The .java variant of CrySiS ransomware is distributed via compromised remote desktop services. In other words, the cybercriminals hack into computers by picking RDP access credentials. The methods for doing so may range from entering common passwords to brute-forcing them. One way or another, RDP connection should be protected reliably enough to thwart this vector of attack. In case this ransomware has made its way inside and there are numerous encrypted files with the .java extension, start with the cleanup and recovery techniques below.

.Java ransomware automatic removal

Extermination of this ransomware can be efficiently accomplished with reliable security software. Sticking to the automatic cleanup technique ensures that all components of the infection get thoroughly wiped from your system.
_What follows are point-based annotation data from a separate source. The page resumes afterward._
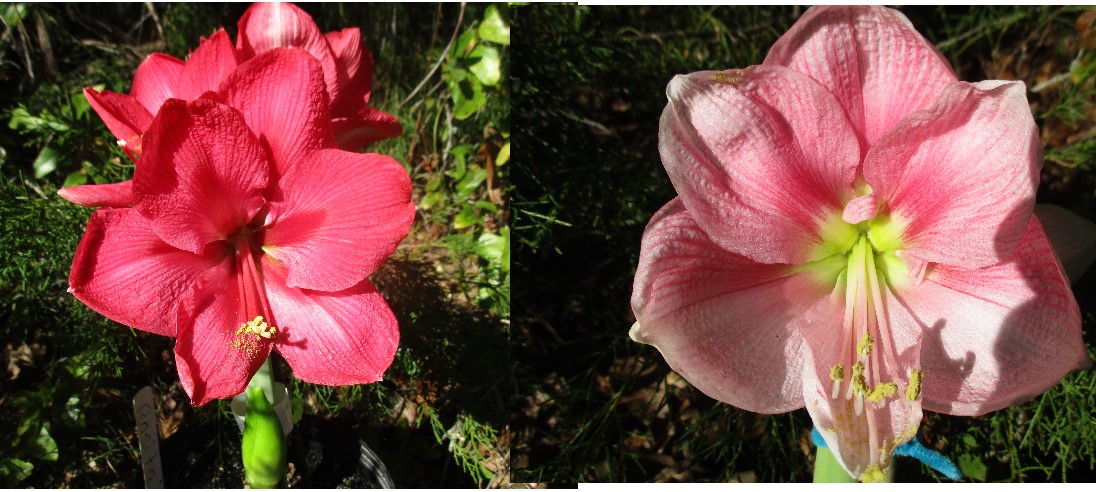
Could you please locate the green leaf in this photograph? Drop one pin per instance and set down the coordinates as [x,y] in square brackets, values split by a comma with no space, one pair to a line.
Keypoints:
[46,445]
[430,199]
[46,162]
[460,158]
[80,104]
[486,206]
[972,467]
[24,122]
[464,44]
[493,27]
[467,93]
[466,218]
[487,67]
[503,156]
[471,181]
[16,469]
[494,248]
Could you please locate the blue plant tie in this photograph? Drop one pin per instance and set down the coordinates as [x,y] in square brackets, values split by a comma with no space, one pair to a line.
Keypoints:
[914,449]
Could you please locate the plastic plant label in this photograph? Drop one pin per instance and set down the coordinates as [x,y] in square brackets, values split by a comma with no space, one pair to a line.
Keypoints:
[148,436]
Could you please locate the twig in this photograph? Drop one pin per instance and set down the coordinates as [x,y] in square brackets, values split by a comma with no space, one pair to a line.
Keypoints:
[156,19]
[445,54]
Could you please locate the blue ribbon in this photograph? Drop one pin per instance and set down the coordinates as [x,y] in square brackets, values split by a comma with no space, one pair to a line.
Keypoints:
[914,449]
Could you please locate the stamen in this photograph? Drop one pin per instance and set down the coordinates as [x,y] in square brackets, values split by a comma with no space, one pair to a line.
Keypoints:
[914,389]
[836,373]
[864,347]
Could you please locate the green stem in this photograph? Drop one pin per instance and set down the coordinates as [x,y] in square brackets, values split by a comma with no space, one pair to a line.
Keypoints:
[264,379]
[828,470]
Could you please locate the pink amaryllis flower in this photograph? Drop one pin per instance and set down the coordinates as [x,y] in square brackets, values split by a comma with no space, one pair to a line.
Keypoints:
[346,61]
[854,235]
[238,246]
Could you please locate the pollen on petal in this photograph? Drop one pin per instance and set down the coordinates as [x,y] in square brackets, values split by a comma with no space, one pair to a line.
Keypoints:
[882,390]
[251,334]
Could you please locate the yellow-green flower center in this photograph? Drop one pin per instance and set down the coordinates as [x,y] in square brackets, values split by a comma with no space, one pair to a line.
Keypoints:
[863,263]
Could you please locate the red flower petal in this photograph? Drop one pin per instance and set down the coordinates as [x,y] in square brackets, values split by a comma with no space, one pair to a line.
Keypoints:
[101,195]
[368,126]
[344,338]
[341,214]
[203,175]
[265,26]
[124,115]
[207,67]
[355,71]
[282,99]
[156,80]
[124,271]
[214,361]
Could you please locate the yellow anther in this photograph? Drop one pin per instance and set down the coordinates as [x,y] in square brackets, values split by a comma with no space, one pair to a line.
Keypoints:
[859,382]
[836,373]
[914,389]
[872,475]
[882,390]
[865,346]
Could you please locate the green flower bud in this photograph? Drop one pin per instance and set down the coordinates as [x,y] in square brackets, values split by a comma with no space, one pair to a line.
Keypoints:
[263,447]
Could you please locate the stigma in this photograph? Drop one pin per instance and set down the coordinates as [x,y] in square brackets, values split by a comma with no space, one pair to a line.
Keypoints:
[251,334]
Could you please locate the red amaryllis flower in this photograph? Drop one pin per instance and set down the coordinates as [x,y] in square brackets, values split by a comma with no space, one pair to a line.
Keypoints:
[238,246]
[281,94]
[347,67]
1. Download recommended security utility and get your PC checked for malicious objects by selecting the Start Computer Scan option

2. The scan will come up with a list of detected items. Click Fix Threats to get the virus and related infections removed from your system. Completing this phase of the cleanup process is most likely to lead to complete eradication of the plague proper. Now you are facing a bigger challenge – try and get your data back.
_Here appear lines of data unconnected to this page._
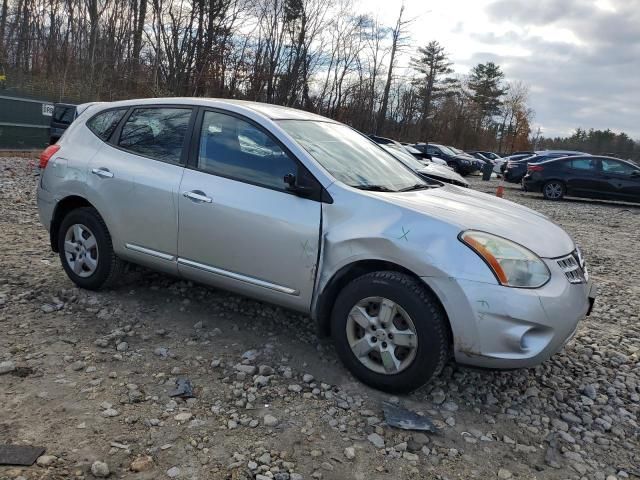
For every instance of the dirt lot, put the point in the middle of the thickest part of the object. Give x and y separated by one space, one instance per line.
88 375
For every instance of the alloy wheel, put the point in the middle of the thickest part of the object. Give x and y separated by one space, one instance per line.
81 250
553 190
382 335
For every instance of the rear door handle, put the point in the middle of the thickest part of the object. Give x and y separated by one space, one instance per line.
197 196
102 172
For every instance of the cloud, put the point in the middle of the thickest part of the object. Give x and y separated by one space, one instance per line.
591 82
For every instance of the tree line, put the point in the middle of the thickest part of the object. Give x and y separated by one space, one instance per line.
597 142
318 55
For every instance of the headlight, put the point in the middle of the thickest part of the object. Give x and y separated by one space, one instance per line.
512 264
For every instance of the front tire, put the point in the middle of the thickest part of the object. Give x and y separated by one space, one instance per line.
553 190
86 250
390 331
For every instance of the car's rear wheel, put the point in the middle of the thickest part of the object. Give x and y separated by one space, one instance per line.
390 331
553 190
86 251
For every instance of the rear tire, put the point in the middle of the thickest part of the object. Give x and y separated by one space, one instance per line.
86 250
400 350
553 190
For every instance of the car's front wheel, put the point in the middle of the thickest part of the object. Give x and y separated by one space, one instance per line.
390 331
553 190
86 251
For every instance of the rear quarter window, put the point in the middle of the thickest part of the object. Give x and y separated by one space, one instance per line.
105 123
63 114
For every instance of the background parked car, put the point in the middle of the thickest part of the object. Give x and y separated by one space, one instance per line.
515 170
462 164
434 171
489 155
585 176
423 156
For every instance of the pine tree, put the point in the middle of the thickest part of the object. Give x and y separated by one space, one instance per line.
432 64
487 89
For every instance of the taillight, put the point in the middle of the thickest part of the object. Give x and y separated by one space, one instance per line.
46 155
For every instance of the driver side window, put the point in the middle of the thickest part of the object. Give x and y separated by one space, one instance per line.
234 148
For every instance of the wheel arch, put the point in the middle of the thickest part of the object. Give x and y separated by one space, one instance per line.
62 208
326 299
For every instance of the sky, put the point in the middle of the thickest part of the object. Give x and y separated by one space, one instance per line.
580 58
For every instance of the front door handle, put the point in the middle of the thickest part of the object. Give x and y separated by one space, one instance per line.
102 172
197 196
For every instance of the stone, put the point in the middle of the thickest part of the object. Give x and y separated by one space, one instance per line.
350 453
173 472
269 420
376 440
77 366
7 367
100 469
46 460
450 406
504 474
248 369
412 457
183 417
141 464
438 397
264 459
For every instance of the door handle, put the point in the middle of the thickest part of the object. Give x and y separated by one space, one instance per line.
197 196
102 172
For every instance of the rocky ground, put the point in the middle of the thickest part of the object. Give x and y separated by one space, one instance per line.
88 375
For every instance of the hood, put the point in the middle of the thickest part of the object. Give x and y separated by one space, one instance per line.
471 210
441 171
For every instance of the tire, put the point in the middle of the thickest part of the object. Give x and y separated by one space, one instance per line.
98 267
554 190
418 364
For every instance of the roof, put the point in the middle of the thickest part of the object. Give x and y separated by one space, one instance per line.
274 112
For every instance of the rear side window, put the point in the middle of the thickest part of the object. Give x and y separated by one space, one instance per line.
613 166
105 123
584 164
157 133
233 148
63 114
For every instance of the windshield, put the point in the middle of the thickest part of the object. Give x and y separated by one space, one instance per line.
447 150
350 156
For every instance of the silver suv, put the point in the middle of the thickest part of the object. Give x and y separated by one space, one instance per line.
304 212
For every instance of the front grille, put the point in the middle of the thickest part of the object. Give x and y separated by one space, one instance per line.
574 267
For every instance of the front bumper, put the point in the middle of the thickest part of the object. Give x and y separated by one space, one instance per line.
502 327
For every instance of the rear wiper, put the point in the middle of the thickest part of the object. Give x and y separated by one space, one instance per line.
373 188
417 186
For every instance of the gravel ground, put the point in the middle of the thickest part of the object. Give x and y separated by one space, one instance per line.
88 375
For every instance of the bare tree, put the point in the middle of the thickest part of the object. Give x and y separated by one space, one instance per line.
398 38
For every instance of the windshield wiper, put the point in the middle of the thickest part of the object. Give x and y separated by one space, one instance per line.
417 186
373 188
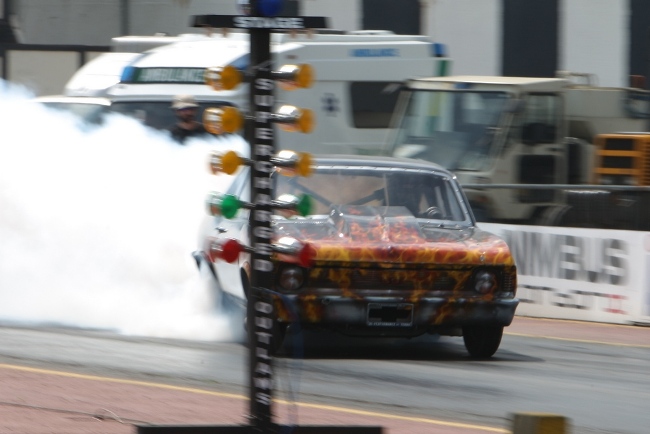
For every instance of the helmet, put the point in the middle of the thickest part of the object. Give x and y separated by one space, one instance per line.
184 101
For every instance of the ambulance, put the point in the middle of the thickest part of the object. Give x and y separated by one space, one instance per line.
357 78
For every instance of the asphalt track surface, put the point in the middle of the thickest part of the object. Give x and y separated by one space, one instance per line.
52 401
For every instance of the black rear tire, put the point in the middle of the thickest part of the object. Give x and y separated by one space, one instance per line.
482 341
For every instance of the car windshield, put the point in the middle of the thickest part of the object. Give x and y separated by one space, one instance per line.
452 128
422 193
154 114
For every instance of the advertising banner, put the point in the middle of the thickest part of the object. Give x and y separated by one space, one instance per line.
580 274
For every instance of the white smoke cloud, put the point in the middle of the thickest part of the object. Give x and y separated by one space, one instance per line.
97 225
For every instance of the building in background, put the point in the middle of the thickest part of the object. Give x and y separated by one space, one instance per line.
608 38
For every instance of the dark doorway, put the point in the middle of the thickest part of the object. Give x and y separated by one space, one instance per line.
290 8
639 38
400 16
530 38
Methods to restore files with .java extension

Workaround 1: Use file recovery software

It’s important to know that the CrySiS/Dharma virus creates copies of your files and encrypts them. In the meanwhile, the original files get deleted. There are applications out there that can restore the removed data. You can utilize tools like Data Recovery Pro for this purpose. The newest version of the ransomware under consideration tends to apply secure deletion with several overwrites, but in any case this method is worth a try.

Workaround 2: Make use of backups

First and foremost, this is a great way of recovering your files. It’s only applicable, though, if you have been backing up the information stored on your machine. If so, do not fail to benefit from your forethought.

Workaround 3: Use Shadow Volume Copies

In case you didn’t know, the operating system creates so-called Shadow Volume Copies of every file as long as System Restore is activated on the computer. As restore points are created at specified intervals, snapshots of files as they appear at that moment are generated as well. Be advised this method does not ensure the recovery of the latest versions of your files. It’s certainly worth a shot though. This workflow is doable in two ways: manually and through the use of an automatic solution. Let’s first take a look at the manual process.

  • Use the Previous Versions feature

    The Windows OS provides a built-in option of recovering previous versions of files. It can also be applied to folders. Just right-click on a file or folder, select Properties and hit the tab named Previous Versions. Within the versions area, you will see the list of backed up copies of the file / folder, with the respective time and date indication. Select the latest entry and click Copy if you wish to restore the object to a new location that you can specify. If you click the Restore button, the item will be restored to its original location.
    Previous Versions

  • Apply Shadow Explorer tool

    This workflow allows restoring previous versions of files and folders in an automatic mode rather than by hand. To do this, download and install the Shadow Explorer application. After you run it, select the drive name and the date that the file versions were created. Right-click on the folder or file of interest and select the Export option. Then simply specify the location to which the data should be restored.
    ShadowExplorer

Verify whether the .java ransomware has been completely removed

Again, malware removal alone does not lead to the decryption of your personal files. The data restore methods highlighted above may or may not do the trick, but the ransomware itself does not belong inside your computer. Incidentally, it often comes with other malware, which is why it definitely makes sense to repeatedly scan the system with automatic security software in order to make sure no harmful remnants of this virus and associated threats are left inside Windows Registry and other locations.